In the present study, survey logistic regression was used to account for the complexity of the design which led to appropriate statistical inference with accuracy. The findings from this study have provided insights into the demographic, socio-economic and environmental factors such as age of the household head, size of the household, wealth index of the household, whether the household was sprayed for mosquitoes in the 12 months prior to the survey, use of mosquito bed nets for sleeping, the dwellings’ main wall materials, location of source of water for drinking, place of residence, province of residence, and age of the children, which were significant factors associated with malaria prevalence among children aged six months to 14 years. This study found that the use of IRS and insecticide treated nets is an important intervention to prevent malaria infection among children aged six months to 14 years. It was found that the provinces had different risk levels, with the Eastern Province being highest risk. This suggests special consideration should be given for malaria control, such as the provision of ITNs, in this province. Therefore, the findings from this study may help public health planners, policy-makers and other related institutions in effective decision-making related to malaria control, especially as it pertains to children aged six months to 14 years. The higher prevalence of malaria was among children from low income households, which suggests the need for an intervention in households with lower income levels.
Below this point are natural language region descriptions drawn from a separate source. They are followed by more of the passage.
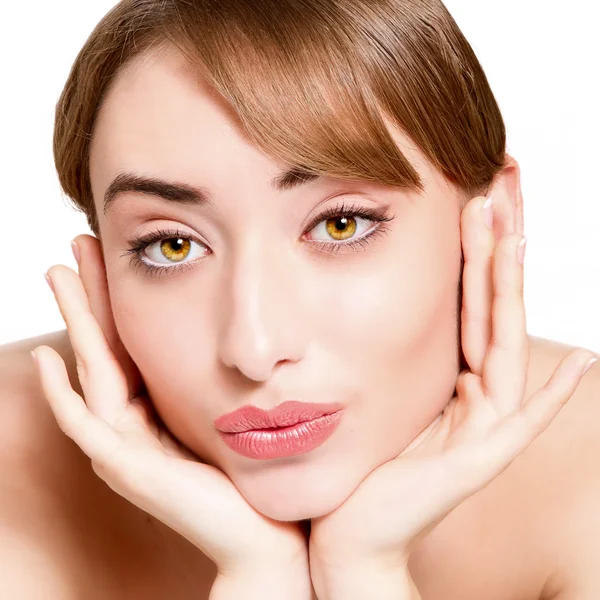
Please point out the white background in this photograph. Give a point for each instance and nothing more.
(541, 57)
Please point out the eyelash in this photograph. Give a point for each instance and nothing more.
(138, 245)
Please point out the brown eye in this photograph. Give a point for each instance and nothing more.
(171, 251)
(341, 228)
(175, 249)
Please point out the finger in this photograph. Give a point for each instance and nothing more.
(92, 271)
(505, 365)
(517, 432)
(478, 250)
(102, 379)
(94, 436)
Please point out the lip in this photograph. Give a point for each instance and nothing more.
(292, 428)
(286, 414)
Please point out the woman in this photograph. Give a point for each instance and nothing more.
(284, 402)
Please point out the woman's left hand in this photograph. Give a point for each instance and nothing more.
(478, 435)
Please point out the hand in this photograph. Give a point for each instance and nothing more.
(132, 451)
(482, 430)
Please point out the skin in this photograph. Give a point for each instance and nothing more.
(440, 549)
(262, 313)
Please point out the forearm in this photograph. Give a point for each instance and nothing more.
(361, 581)
(271, 583)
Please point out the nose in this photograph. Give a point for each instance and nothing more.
(262, 324)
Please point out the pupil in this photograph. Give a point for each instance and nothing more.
(341, 223)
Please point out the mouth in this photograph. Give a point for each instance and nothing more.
(279, 442)
(287, 414)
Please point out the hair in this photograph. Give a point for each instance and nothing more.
(311, 82)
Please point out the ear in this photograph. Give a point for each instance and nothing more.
(508, 199)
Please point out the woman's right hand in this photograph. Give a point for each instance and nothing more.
(130, 449)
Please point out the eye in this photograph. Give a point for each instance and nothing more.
(168, 251)
(165, 251)
(345, 226)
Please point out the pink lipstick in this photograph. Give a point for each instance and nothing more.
(289, 429)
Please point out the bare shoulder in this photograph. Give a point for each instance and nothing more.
(60, 521)
(562, 469)
(528, 534)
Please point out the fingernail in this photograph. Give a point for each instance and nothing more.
(488, 213)
(49, 280)
(521, 250)
(589, 366)
(76, 250)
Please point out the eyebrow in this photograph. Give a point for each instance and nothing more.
(182, 193)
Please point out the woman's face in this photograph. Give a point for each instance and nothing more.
(256, 308)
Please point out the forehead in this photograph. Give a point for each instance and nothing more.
(161, 118)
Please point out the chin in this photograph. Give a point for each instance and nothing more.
(294, 499)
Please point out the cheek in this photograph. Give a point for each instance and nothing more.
(397, 330)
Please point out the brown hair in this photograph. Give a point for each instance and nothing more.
(311, 81)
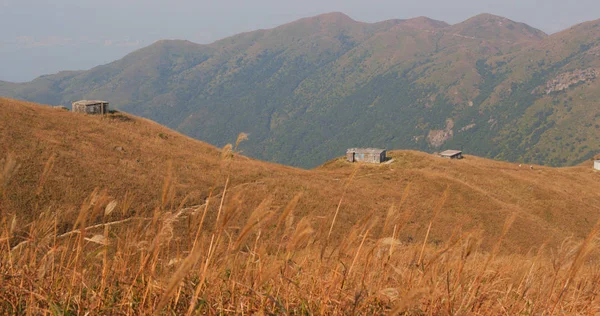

The results from this study revealed a high prevalence of malaria among children aged five to nine years, which suggests the need for an intervention in this age group: for instance, increasing the use of mosquito nets among children of school-going age because it is in this age group that the use of mosquito nets for sleeping is low, compared to other age groups.

The limitation of this study is that the data are cross-sectional and more meaningful trends and patterns could be identified from a longitudinal analysis. Future research can possibly be undertaken through incorporation of spatial information.